Chapitre 47
cette doctrine doit juger hérétique, mais très blasphémateur pas seul."[13]
Il est dit de Charles Chauncy, de la première Église à Boston qui le sien
les auteurs favoris étaient Tillotson et Baxter. [14] plus suggestif est le
estimez nous avons des livres lus par Jonathan Mayhew de l'Église Ouest dans
Boston, le premier adversaire ouvert de Calvinisme en Nouvelle-Angleterre. Bientôt après
1740 il lisait les travaux des grands théologiens protestants du
dix-septième siècle, y compris Milton, Chillingworth, et Tillotson,; et
le dix-huitième siècle travaille de Locke, Samuel Clarke, Taylor, Wollaston,,
et Whiston. Il a lu aussi probablement Cudworth, Maître d'hôtel, Hutcheson, Leland, et
autres auteurs d'un caractère même, quelques-uns déistes. Aucun de ceux-ci
les écrivains étaient un Calviniste car ils ont ou trouvé la base de religion dans
idéalisme ou dans rationalisme.
Le biographe de Mayhew dit que ce "est évident de quelques-uns de ses discours
qu'il était un grand admirateur de Samuel Clarke dont les travaux volumineux étaient
dans son jour beaucoup lu par le clergé libéral." Les conférences Boyle de Clarke,
délivré en 1704-5, a montré que naturel et a révélé la religion soit
essentiellement un, cette action de la morale dans homme est libre, et ce Christianisme est
la religion de raison et nature.

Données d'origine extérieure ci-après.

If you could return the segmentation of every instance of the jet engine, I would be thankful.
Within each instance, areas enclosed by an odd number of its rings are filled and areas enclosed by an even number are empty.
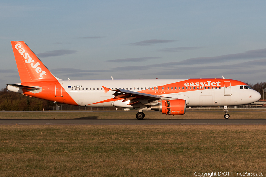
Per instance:
[[[182,115],[186,113],[186,100],[179,99],[163,100],[151,106],[152,110],[161,111],[166,115]]]

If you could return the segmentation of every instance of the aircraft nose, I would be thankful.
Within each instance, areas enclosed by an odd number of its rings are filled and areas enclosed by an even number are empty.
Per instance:
[[[254,90],[254,98],[255,98],[255,99],[256,101],[258,101],[260,99],[260,98],[261,97],[261,95],[260,95],[260,94],[257,91]]]

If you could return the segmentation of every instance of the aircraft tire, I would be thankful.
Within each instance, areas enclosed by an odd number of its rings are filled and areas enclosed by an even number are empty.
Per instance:
[[[145,117],[145,114],[142,112],[139,112],[136,114],[136,117],[138,120],[142,120]]]
[[[230,117],[230,116],[228,114],[224,114],[224,118],[226,119],[229,119],[229,117]]]

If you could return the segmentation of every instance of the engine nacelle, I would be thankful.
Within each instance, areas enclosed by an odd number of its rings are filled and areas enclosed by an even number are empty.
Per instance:
[[[182,115],[186,113],[186,100],[179,99],[163,100],[151,106],[152,110],[161,111],[166,115]]]

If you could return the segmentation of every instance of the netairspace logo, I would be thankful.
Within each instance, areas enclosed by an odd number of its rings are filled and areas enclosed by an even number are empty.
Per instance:
[[[205,176],[214,177],[215,176],[263,176],[263,173],[250,173],[243,172],[237,173],[236,172],[211,172],[208,173],[200,173],[196,172],[194,173],[195,176],[200,177]]]

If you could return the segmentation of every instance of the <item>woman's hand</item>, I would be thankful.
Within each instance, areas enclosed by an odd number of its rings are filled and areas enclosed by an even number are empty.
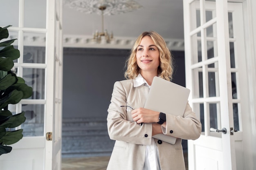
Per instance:
[[[159,121],[159,112],[145,108],[139,108],[132,111],[132,117],[137,124],[156,123]]]

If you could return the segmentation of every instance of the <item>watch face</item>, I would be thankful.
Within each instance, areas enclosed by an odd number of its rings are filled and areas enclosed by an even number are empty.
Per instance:
[[[160,112],[159,115],[159,119],[164,121],[166,121],[166,117],[165,114]]]
[[[160,112],[159,114],[159,121],[158,121],[157,123],[162,125],[165,121],[166,121],[166,116],[165,114]]]

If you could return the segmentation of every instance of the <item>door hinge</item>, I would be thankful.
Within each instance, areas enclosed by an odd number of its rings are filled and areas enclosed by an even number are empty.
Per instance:
[[[47,132],[46,133],[46,140],[52,140],[52,132]]]
[[[234,131],[233,130],[233,128],[230,128],[230,135],[234,135]]]

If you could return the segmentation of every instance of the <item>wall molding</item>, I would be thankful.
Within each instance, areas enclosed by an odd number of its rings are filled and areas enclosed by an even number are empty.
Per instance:
[[[11,32],[7,40],[18,39],[17,32]],[[100,43],[92,40],[92,35],[63,35],[63,47],[98,48],[112,49],[131,49],[137,38],[115,37],[110,43],[103,39]],[[45,34],[43,33],[26,33],[24,35],[23,42],[24,46],[45,46]],[[165,39],[168,48],[171,51],[184,51],[184,40],[178,39]],[[18,45],[18,41],[13,44]]]

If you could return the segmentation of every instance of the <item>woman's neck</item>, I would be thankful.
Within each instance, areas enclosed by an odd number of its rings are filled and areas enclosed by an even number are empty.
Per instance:
[[[141,75],[143,78],[144,78],[144,79],[145,79],[146,82],[147,82],[147,83],[148,83],[149,86],[151,85],[154,77],[158,76],[157,73],[152,73],[143,72],[141,73],[140,74]]]

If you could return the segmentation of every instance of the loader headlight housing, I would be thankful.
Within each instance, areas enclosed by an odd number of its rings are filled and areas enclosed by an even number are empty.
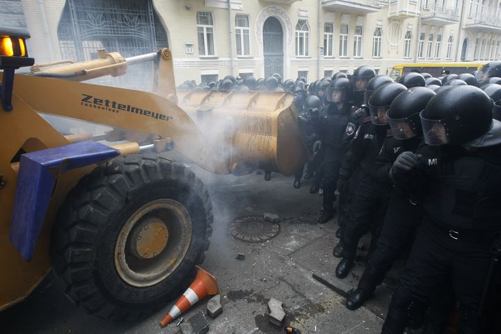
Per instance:
[[[31,66],[35,61],[28,56],[26,39],[28,32],[21,29],[0,28],[0,69]]]

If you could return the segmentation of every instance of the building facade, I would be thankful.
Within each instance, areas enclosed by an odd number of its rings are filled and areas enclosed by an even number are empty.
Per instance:
[[[311,81],[362,65],[388,74],[396,63],[501,53],[501,0],[8,0],[0,8],[4,22],[28,29],[37,63],[167,46],[178,84],[274,72]]]

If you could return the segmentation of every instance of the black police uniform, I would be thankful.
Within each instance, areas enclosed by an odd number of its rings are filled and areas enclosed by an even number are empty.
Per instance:
[[[335,189],[340,168],[342,164],[347,147],[342,138],[350,117],[351,106],[344,103],[341,109],[337,109],[335,103],[326,106],[326,116],[313,127],[321,138],[324,152],[324,210],[333,212],[333,203],[336,199]]]
[[[385,183],[390,182],[390,171],[397,157],[403,152],[415,152],[421,141],[419,137],[398,140],[389,132],[376,159],[378,178]],[[370,294],[381,284],[393,262],[412,244],[415,230],[421,223],[422,214],[421,201],[418,200],[415,196],[399,188],[392,190],[377,247],[358,282],[359,289]]]
[[[424,145],[416,152],[421,162],[411,174],[394,173],[393,180],[422,195],[423,221],[383,333],[402,333],[410,305],[425,302],[450,273],[459,303],[458,333],[486,333],[478,312],[491,248],[501,230],[501,145],[475,150]]]
[[[389,182],[376,176],[376,158],[383,146],[389,125],[375,125],[366,118],[357,130],[347,153],[339,178],[348,180],[357,177],[356,191],[351,192],[349,209],[346,216],[343,235],[343,257],[354,260],[360,238],[373,228],[369,253],[376,246],[377,236],[383,225],[390,197]]]

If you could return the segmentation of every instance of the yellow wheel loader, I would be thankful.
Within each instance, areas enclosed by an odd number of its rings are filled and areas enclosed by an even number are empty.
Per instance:
[[[15,74],[33,65],[29,37],[0,29],[0,310],[51,269],[102,318],[141,317],[182,293],[209,247],[212,207],[163,152],[218,174],[290,175],[307,159],[290,93],[176,92],[167,49]],[[152,92],[81,82],[145,61]]]

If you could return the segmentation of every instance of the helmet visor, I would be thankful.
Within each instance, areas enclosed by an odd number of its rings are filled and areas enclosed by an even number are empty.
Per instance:
[[[388,119],[386,117],[386,112],[390,109],[390,106],[374,106],[369,105],[369,112],[370,113],[371,120],[376,125],[385,125],[388,124]]]
[[[371,78],[368,77],[353,77],[353,90],[361,92],[367,88],[367,83]]]
[[[424,135],[424,142],[431,145],[445,145],[450,143],[450,129],[461,126],[459,124],[459,117],[454,116],[441,120],[428,120],[423,117],[423,111],[420,113],[420,117]]]
[[[329,102],[339,103],[342,102],[344,100],[342,90],[333,87],[329,87],[326,89],[324,96]]]
[[[417,136],[418,127],[413,118],[415,118],[413,116],[418,113],[405,118],[390,118],[388,113],[386,114],[386,117],[390,121],[390,127],[393,132],[393,136],[396,139],[403,141]]]
[[[364,90],[364,104],[366,106],[367,105],[367,103],[369,103],[369,99],[370,99],[370,97],[372,95],[372,93],[374,93],[374,90],[372,89],[367,89],[365,88]]]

À une période plus tardive il a défendu les deux
propositions dans que "aucun article de foi chrétienne a délivré le sacré
Les Saintes Ecritures sont désagréables de redresser la raison", et que "sans liberté de
actions humaines il ne peut y avoir aucune vraie religion ou moralité." Même si un tel
l'homme comme Jonathan Mayhew a lu le travail de Clarke dans la Bibliothèque de Harvard, il,
a justifié l'alarme sentie par Whitefield de peur que les étudiants doivent être emmenés
de leur foi calviniste. [15]
[Sidenote: Le Grand Éveil.]
C'était "le grand éveil" qui a montré comme a marqué avait été l'augmentation de
opinions libérales partout en Nouvelle-Angleterre dans le quarante années précéder.